Of course, we all understand we live in a system where perhaps it is necessary, or there is no choice but to publish and work with large academic publishers. Understanding your own local context, networks, and intentions will be helpful to identify potential alternatives. Ask librarians at your own institution if there is emphasis or support for using particular digital tools that assist scholarly networks like ORCiD (a researcher index where you can control your work through a numerical ID) or Altmetrics (a data company that offers a variety of quantitative assessment measures). Find out more about the publishing ecosystem on your own campus by seeking out scholarly communications The ecosystem that exists where research and other kinds of scholarly information is created, evaluated, disseminated, and preserved for the scholarly community to use now and in the future. librarians, the people who work for your university press and institutional repository, and OER librarians.
Exercise
Complete the following exercise in your LPOL Workbook. This exercise will help you check for learning, engage with the material, and work through new ideas.
Use the 4.3.4: Post-Publication Promotion Plan worksheet in your LPOL Workbook or answer the following prompts elsewhere:
Create a post-publication promotion plan for your published work in which you address what tools/resources, if any, you will use to increase readership and engagement (e.g., social media, Mendeley, Academia.edu, ResearchGate, Google Scholar, an institutional repository (IR), etc.).

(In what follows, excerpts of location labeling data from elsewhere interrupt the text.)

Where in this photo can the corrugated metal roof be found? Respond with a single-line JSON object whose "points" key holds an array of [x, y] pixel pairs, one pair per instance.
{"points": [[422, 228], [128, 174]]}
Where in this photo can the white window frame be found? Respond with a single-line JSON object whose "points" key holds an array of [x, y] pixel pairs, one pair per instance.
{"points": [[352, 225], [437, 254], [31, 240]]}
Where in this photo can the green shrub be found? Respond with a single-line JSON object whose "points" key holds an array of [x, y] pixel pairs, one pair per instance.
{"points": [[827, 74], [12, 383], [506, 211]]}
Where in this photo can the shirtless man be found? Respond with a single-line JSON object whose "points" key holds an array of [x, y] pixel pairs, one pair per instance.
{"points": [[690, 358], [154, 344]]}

- What are your promotional “goals,” and how will the resources you have elected to use help you achieve those goals?
- Which tools will you not use and why?
- Under the policies of the publication you’re submitting your work to, what rights do you have as an author? How will you exercise those rights?
- Does open access factor into your plan and if so, how?

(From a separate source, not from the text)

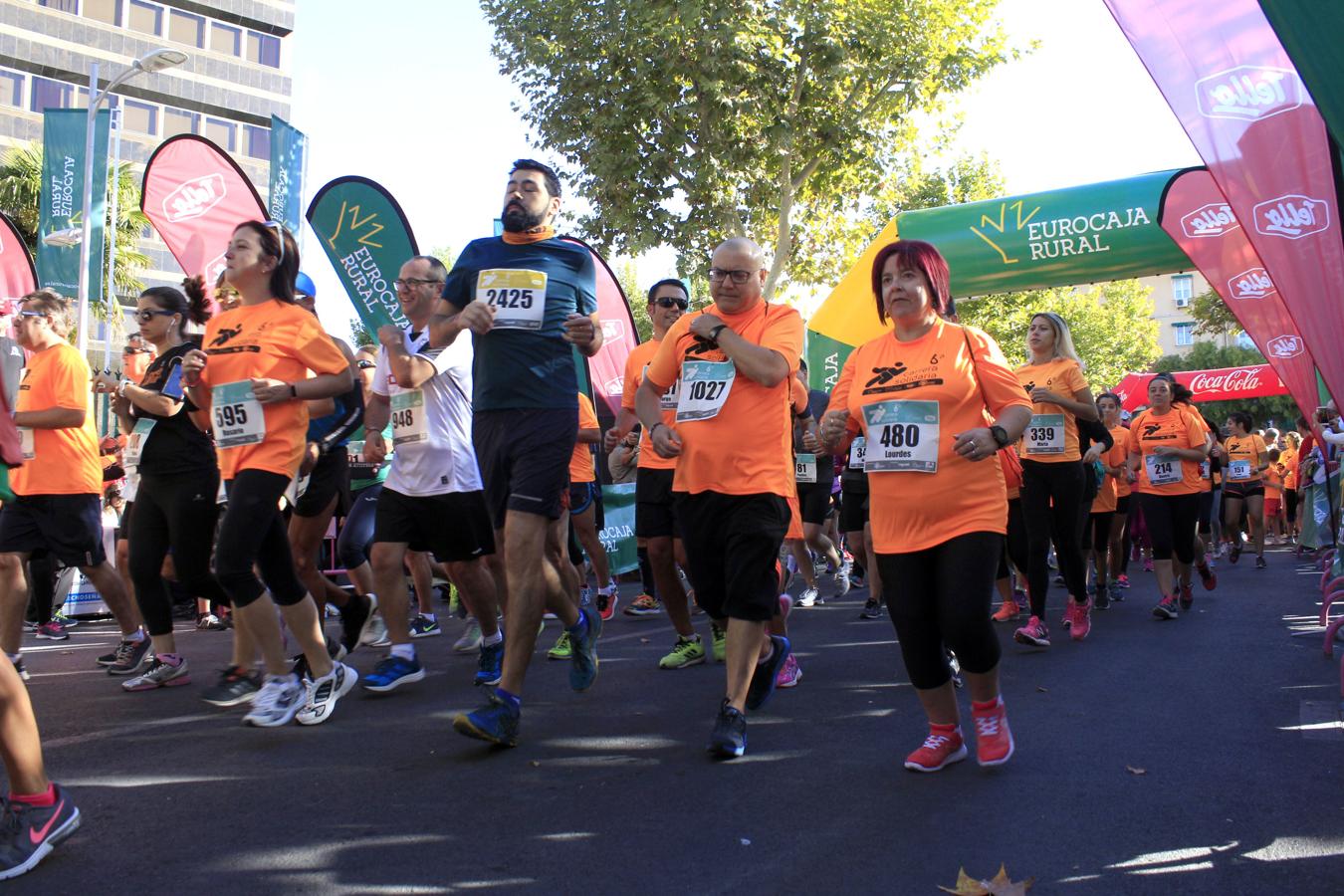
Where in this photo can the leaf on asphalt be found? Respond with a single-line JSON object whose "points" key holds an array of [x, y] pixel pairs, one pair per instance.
{"points": [[1001, 885]]}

- How will you maximize the potential impact of — and engagement with — your publication? Will you make it (or portions of it) available — both in terms of readability and access — to people outside of academia? If so, how?
Adapted from Amanda Makula’s (2022) Power, Profit, and Privilege: Problematizing Scholarly Publishing.
Topic 4 References
Fazackerley, Anna. “Too ‘Greedy’: Mass Walkout at Global Science Journal over ‘Unethical’ Fees.” The Guardian. May 7, 2023. https://www.theguardian.com/science/2023/may/07/too-greedy-mass-walkout-at-global-science-journal-over-unethical-fees.
Makula, Amanda. Power, Profit, and Privilege: Problematizing Scholarly Publishing. 2022.
Swoger, Bonnie. “Is Elsevier Really for-Science? Or Just for-Profit?” Scientific American Blog Network. December 12, 2013. https://www.scientificamerican.com/blog/information-culture/is-elsevier-really-for-science-or-just-for-profit/
Zhang, Sarah. “The Real Cost of Knowledge.” The Atlantic. March 4, 2019. https://web.archive.org/web/20190306043402/https:/www.theatlantic.com/science/archive/2019/03/uc-elsevier-publisher/583909/
Capital – What Impact is Worth
While many content management systems that hold academic work track people’s downloads and clicks, quantitative measurement may not be the only understanding of how your work has been used. Discoverability through Google Scholar or other pre-print platforms (platforms where researchers can upload papers that have not been officially published yet) can help track the number of downloads and perhaps even where those downloads have occurred in the world; however, downloads do not necessarily equate to impact — they do not even confirm the material has been read. Keeping this in mind is important when assessing what impact means to you.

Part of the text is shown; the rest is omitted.